An important part of neural development involves setting up and refining the architecture and function of dendrites, the "receiving ends" of nerve cells that communicate with their partners in circuits. The biological processes involved in building and maintaining dendrites require high levels of metabolic activity that need to be turned on and off repeatedly in a spatially and temporally restricted way. The metabolic processes that synthesize (anabolism) and break down (catabolism) complex molecules involved in dendrite building and remodeling are not completely understood. This project examines the interplay between anabolic and catabolic pathways during the formation of Purkinje cell dendrites (which have some of the largest dendritic trees in the brain) within the mouse cerebellum.

NSF Award Number 2243243. Directorate for Biological Sciences, Division Of Integrative Organismal Systems.

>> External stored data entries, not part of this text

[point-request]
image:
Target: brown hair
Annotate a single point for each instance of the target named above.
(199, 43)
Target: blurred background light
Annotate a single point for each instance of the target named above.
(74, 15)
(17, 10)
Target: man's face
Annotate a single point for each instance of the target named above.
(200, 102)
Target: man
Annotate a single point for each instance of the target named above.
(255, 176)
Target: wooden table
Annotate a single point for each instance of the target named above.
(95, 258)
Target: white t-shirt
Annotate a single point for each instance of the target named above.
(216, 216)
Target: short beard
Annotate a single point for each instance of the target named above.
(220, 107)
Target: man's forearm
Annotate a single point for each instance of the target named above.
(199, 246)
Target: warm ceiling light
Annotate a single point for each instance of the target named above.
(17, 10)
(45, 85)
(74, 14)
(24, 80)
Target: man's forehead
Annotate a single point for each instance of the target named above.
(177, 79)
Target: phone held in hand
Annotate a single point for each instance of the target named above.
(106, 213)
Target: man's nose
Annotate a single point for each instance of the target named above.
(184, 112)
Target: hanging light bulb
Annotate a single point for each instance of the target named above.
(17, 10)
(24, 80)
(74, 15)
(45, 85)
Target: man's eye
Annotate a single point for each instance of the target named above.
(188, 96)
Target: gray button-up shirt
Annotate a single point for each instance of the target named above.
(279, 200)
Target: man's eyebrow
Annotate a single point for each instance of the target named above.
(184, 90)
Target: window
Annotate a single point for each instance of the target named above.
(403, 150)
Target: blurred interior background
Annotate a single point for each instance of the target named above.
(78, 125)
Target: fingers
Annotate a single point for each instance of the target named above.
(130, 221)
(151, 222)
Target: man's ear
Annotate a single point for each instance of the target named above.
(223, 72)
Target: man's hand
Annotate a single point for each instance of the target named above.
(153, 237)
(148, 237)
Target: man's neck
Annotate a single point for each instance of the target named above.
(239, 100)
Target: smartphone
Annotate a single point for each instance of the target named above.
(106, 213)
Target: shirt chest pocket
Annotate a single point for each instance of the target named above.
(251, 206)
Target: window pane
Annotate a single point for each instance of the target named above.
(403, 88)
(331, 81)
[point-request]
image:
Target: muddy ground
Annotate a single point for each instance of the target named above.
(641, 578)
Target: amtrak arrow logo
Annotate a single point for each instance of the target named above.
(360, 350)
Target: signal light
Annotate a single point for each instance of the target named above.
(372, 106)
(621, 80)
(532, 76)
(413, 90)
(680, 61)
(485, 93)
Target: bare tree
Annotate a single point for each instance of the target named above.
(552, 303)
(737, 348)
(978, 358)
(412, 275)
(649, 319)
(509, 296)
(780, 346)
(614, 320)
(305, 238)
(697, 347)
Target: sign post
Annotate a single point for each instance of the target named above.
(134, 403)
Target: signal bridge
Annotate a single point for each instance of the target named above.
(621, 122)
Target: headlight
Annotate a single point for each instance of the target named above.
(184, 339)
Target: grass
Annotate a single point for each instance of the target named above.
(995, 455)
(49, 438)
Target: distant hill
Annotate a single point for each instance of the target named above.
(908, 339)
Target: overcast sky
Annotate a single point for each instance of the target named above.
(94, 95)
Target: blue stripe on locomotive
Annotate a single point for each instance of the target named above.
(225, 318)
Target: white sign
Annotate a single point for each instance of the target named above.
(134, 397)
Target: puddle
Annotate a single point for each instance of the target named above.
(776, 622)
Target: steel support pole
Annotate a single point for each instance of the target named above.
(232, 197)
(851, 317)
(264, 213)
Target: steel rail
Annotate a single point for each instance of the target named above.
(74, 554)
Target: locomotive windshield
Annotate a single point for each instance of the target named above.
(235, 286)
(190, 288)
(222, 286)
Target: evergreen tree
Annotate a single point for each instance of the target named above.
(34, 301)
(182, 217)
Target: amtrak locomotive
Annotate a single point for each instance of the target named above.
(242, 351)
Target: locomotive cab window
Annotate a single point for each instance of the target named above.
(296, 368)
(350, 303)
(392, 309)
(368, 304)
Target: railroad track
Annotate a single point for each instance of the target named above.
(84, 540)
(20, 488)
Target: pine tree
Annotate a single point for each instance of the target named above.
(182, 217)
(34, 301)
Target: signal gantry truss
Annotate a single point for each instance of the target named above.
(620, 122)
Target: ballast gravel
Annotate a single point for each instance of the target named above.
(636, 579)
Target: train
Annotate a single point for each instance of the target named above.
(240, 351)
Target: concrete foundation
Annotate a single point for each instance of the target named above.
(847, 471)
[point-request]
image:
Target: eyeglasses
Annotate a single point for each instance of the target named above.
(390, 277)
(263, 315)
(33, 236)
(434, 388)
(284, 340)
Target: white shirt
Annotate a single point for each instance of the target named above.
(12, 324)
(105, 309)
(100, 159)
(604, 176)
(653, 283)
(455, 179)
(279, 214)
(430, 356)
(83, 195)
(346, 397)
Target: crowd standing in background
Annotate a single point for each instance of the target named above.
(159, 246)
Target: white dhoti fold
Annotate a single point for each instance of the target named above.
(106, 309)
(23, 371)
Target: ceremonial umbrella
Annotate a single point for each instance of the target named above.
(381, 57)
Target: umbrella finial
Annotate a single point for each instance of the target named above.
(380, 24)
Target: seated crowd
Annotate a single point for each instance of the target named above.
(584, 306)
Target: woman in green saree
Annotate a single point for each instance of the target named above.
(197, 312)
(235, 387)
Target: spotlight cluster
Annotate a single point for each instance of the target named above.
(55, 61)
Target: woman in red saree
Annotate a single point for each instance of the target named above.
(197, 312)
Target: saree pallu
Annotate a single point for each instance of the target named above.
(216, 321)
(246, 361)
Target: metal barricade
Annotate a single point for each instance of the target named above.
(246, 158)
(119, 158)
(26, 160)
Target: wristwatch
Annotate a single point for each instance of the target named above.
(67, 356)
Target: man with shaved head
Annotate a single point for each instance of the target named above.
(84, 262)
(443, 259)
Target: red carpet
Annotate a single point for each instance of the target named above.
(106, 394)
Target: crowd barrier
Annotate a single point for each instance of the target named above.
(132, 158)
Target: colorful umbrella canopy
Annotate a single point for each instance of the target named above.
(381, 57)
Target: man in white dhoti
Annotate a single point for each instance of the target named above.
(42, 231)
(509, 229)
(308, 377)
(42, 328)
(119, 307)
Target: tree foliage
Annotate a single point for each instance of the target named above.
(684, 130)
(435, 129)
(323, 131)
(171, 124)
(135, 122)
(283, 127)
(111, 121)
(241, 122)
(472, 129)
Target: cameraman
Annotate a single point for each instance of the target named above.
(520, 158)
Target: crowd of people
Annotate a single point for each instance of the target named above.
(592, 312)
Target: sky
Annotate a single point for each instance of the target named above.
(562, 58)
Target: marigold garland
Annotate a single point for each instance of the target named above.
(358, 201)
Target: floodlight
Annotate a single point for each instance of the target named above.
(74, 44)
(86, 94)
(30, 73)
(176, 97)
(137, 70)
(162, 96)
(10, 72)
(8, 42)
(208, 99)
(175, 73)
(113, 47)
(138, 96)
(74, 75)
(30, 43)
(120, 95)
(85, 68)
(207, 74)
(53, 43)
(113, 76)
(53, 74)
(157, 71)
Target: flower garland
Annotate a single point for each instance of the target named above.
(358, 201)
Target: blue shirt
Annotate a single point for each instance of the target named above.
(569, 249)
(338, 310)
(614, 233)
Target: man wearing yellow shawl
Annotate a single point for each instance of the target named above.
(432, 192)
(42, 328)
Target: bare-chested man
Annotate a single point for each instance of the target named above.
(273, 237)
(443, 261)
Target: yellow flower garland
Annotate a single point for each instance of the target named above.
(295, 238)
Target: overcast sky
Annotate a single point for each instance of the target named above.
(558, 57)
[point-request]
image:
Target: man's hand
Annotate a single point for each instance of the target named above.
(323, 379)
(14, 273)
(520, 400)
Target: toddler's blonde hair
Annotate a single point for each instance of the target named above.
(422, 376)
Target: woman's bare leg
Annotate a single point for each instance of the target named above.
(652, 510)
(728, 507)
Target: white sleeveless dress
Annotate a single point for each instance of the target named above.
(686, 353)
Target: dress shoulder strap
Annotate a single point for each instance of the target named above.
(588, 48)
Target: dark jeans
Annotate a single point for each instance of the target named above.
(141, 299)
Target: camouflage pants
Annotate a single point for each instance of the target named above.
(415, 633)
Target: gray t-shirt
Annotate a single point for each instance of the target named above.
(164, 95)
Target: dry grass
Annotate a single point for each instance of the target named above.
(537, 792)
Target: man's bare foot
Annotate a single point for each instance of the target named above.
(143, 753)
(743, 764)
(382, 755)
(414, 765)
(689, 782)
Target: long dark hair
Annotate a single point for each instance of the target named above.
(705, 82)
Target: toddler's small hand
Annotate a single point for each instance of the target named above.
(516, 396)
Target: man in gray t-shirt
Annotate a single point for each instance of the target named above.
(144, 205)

Niemann-Pick type C (NPC) is a lysosomal storage disease that is inherited in an autosomal recessive manner. Mutations in Npc1, a protein that exports cholesterol out of the lysosomes, cause the abnormal accumulation of cholesterol in lysosomes, a hallmark of NPC. Neurological symptoms of NPC include ataxia, cognitive impairment, and dementia that lead to premature death. Purkinje cells (PCs) are among the most susceptible neurons to Npc1 deficiency, leading to their early degeneration and the development of early neurological symptoms such as clumsiness, gait defects, and ataxia. Studies in our laboratory and by others have shown that microglia reactivity and increased phagocytic responses occur early, before the degeneration of Purkinje cells, and contribute to the loss of these cells in the cerebellum. Given that neurological symptoms result from severe neurodegeneration, a major goal of this project is to understand how NPC1 deficiency affects microglia and Purkinje cells during postnatal development, an asymptomatic stage in childhood NPC that precedes Purkinje cell degeneration.

This project is funded by the National Institute of Neurological Disorders and Stroke, 2R15NS104994-02.